1) und 3) entsprechen meines Erachtens voll und ganz der standardsprachlichen Norm, 2) ist meines Erachtens nicht standardsprachlich.

In Deutschland ist, würde ich vermuten, 1) häufiger (besonders im Norden), im Süden sicherlich aber auch 3) nicht unüblich, und in Österreich sind 2) und 3) durchaus häufig, wenn nicht sogar die häufigsten Formen überhaupt.

Zumindest ist 3) in jedem Fall in der *österreichischen *Standardsprache korrekt, falls es schon so sein sollte, dass das auf die deutsche Normierung (BRD) nicht zutreffen sollte.


----------



## maracujanicaragua

The second sentence is not fine.


----------



## Quelle

Die Regel für die Satzstellung bei Modalverben und zusammengesetzten Zeiten im Nebensatz ist folgende:
Letzte Stelle: *Infinitiv Modalverb*
Zweitletzte Stelle: *Infinitiv Vollverb*
Drittletzte Stelle: *konjugiertes Hilfsverb*

Insofern ist der erste Satz die richtige Lösung.
Er geht nicht hin, weil er schon gestern *hat* (konjugiertes Hilfsverb) *hingehen* (Infinitiv Vollverb) *müssen *(Infinitiv Modalverb).


----------



## Linni

Danke schön für eure Antworten!


----------



## sokol

Quelle said:


> Insofern ist der erste Satz die richtige Lösung.



Ich glaube dir gern, dass dies die *Regel für Standarddeutsch (BRD)* ist - bei 3) war ich mir ja auch nicht sicher.

Nichtsdestotrotz, _alle drei Satzstellungen_ kommen umgangssprachlich vor, und wie auch schon oben geschrieben, sind 2)+3) in Österreich sogar recht häufig im Gebrauch, und bei 3) würde ich sogar meinen, dass in Schulen diese Satzstellung bei uns nicht als falsch korrigiert wird - ganz sicher bin ich mir da allerdings nicht.


----------



## elroy

Lexiphile said:


> Der erste Satz ist richtig und es gibt eine Regel: nicht weil es "zwei Infinitive" gibt sondern weil ein so genannter "Modal-Verb" (müssen, können, dürfen u.s.w.) verwendet wird.
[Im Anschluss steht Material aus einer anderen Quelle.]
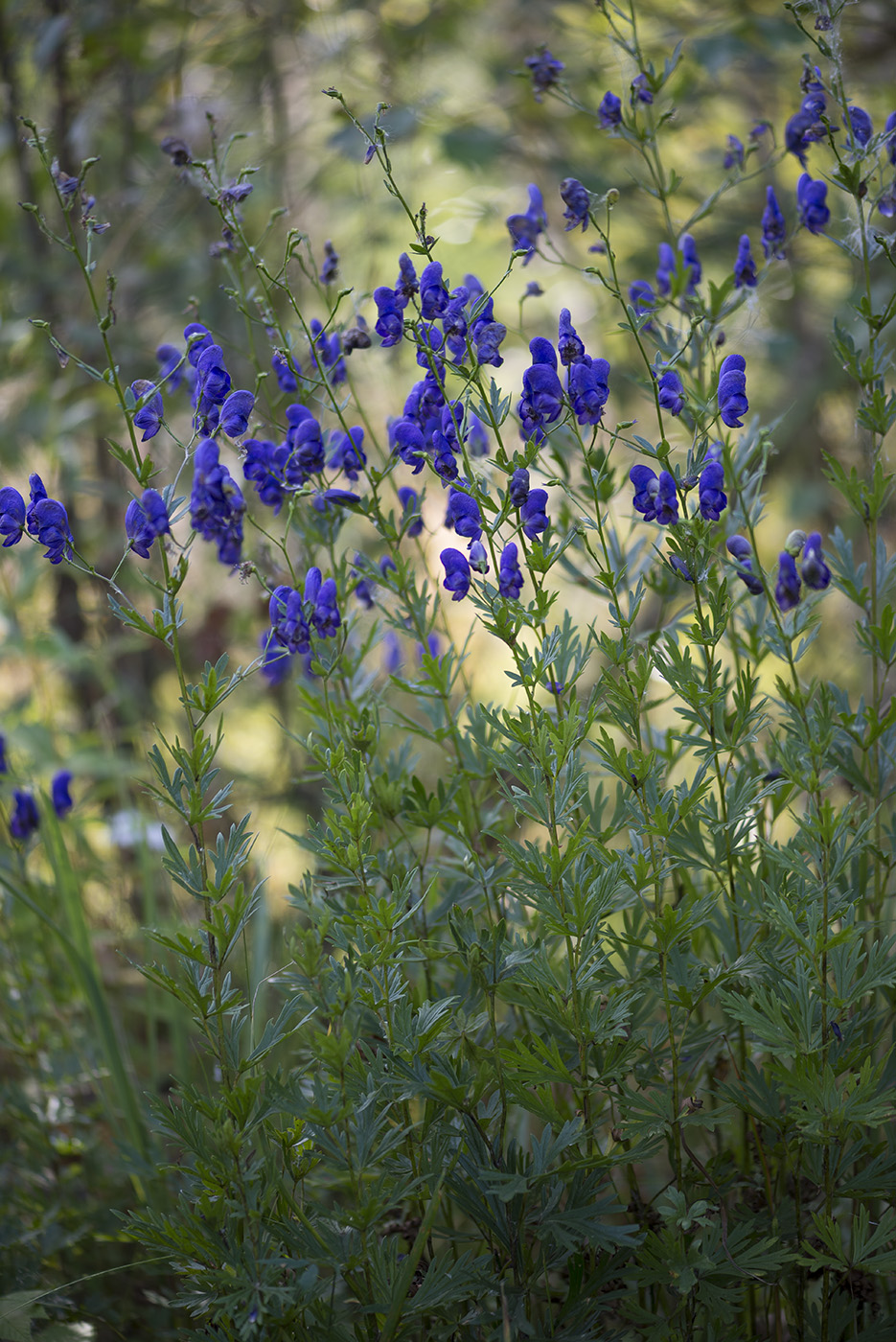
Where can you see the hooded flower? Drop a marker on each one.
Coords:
(788, 586)
(12, 516)
(772, 227)
(456, 573)
(712, 497)
(732, 391)
(145, 520)
(811, 203)
(813, 567)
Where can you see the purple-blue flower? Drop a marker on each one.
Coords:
(732, 391)
(463, 516)
(671, 392)
(533, 514)
(813, 567)
(217, 503)
(510, 576)
(433, 294)
(59, 795)
(544, 71)
(609, 111)
(145, 520)
(774, 228)
(655, 498)
(235, 413)
(745, 267)
(287, 619)
(860, 125)
(589, 388)
(734, 154)
(51, 529)
(577, 201)
(739, 547)
(788, 586)
(811, 203)
(524, 228)
(12, 516)
(457, 576)
(712, 497)
(149, 416)
(542, 399)
(24, 819)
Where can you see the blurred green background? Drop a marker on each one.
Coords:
(467, 136)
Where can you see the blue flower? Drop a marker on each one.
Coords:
(542, 399)
(463, 516)
(59, 794)
(533, 514)
(325, 616)
(149, 416)
(734, 154)
(813, 567)
(671, 392)
(655, 498)
(24, 819)
(517, 489)
(609, 111)
(774, 228)
(331, 268)
(12, 516)
(544, 70)
(739, 547)
(433, 294)
(510, 576)
(524, 228)
(285, 375)
(411, 509)
(235, 413)
(712, 497)
(217, 503)
(788, 586)
(51, 529)
(811, 203)
(732, 391)
(569, 346)
(145, 520)
(860, 125)
(745, 267)
(587, 388)
(457, 576)
(275, 658)
(577, 201)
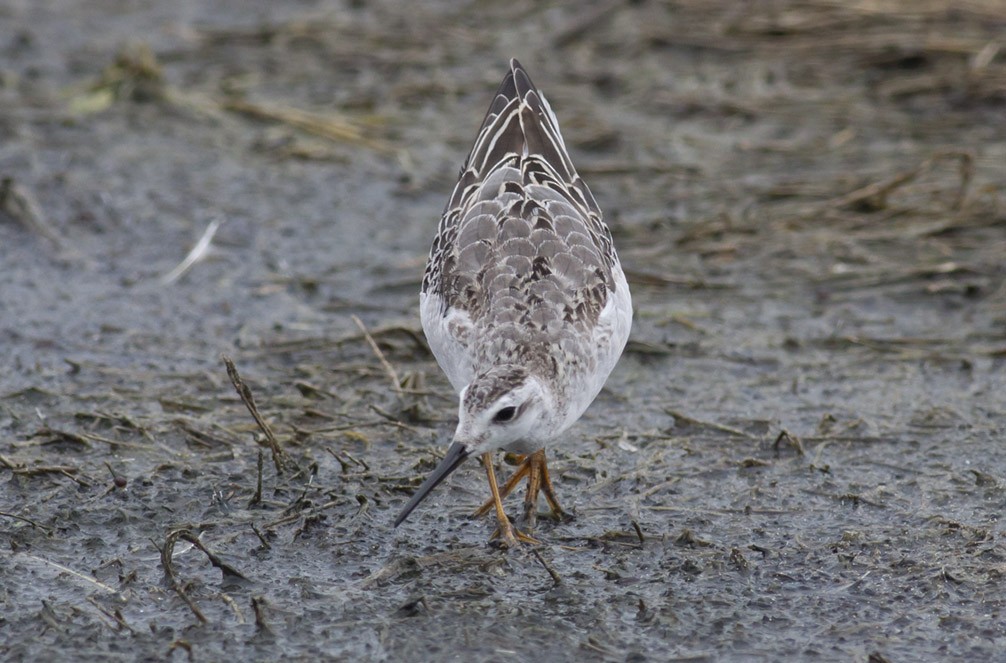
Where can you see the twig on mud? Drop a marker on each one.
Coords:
(75, 573)
(792, 439)
(18, 203)
(65, 470)
(874, 196)
(262, 537)
(463, 556)
(684, 419)
(116, 615)
(388, 368)
(391, 420)
(639, 531)
(280, 457)
(290, 517)
(556, 578)
(257, 498)
(261, 625)
(233, 606)
(27, 520)
(169, 570)
(328, 126)
(197, 254)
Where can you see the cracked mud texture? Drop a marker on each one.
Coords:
(801, 455)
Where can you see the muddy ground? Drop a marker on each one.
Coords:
(800, 456)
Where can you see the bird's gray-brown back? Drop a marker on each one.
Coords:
(521, 247)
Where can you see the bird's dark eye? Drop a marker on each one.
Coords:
(505, 415)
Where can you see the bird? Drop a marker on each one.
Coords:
(523, 303)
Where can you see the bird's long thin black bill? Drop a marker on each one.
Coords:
(456, 454)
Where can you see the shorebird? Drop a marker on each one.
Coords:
(523, 302)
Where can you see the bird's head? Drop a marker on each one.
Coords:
(504, 407)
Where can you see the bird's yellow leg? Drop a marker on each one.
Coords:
(507, 533)
(539, 481)
(507, 488)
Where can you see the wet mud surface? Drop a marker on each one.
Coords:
(800, 456)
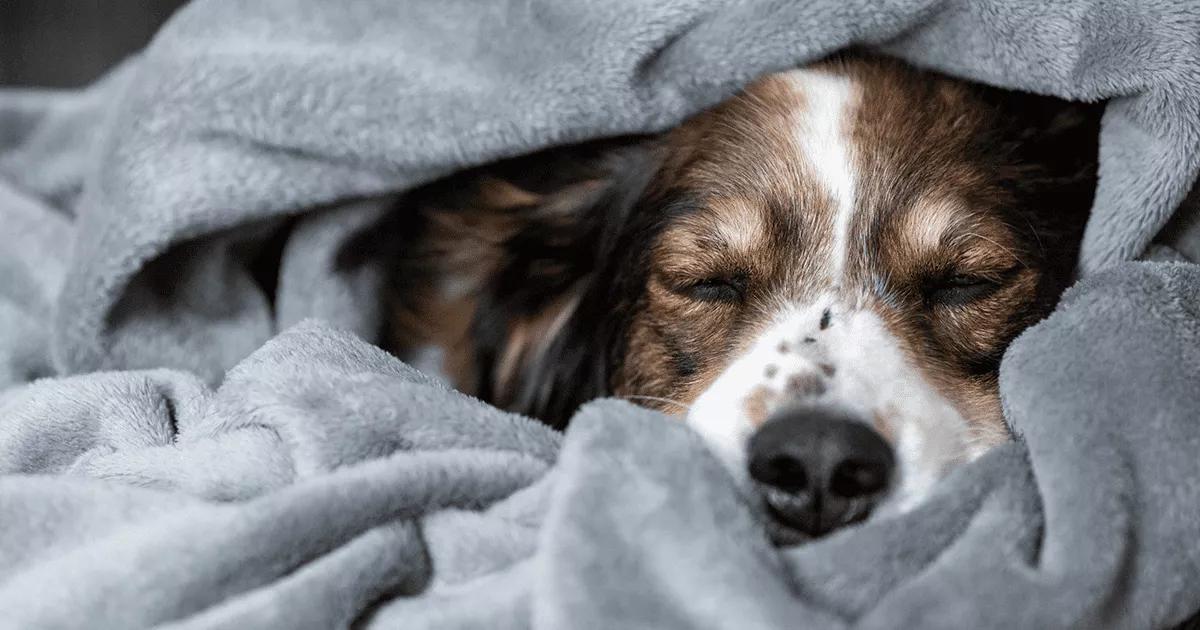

 Doch, doch, es geht gerade um den sogenannten "doppelten Infinitiv"!  Dieses Phänomen ist nämlich nicht auf Modalverben beschränkt, sondern kommt auch bei anderen Verbarten vor (beispielsweise "lassen" - "weil er mich nicht _hat schlafen lassen_" usw.).


----------



## mgsth

Denke ich auch. Es gibt sogar einen dreifachen Infinitiv, z.B.:

_Ich bin ins andere Zimmer gegangen, ..._

(... weil er mich nicht _schlafen lassen wollen hätte_.)
... weil er mich nicht _hätte schlafen lassen wollen_.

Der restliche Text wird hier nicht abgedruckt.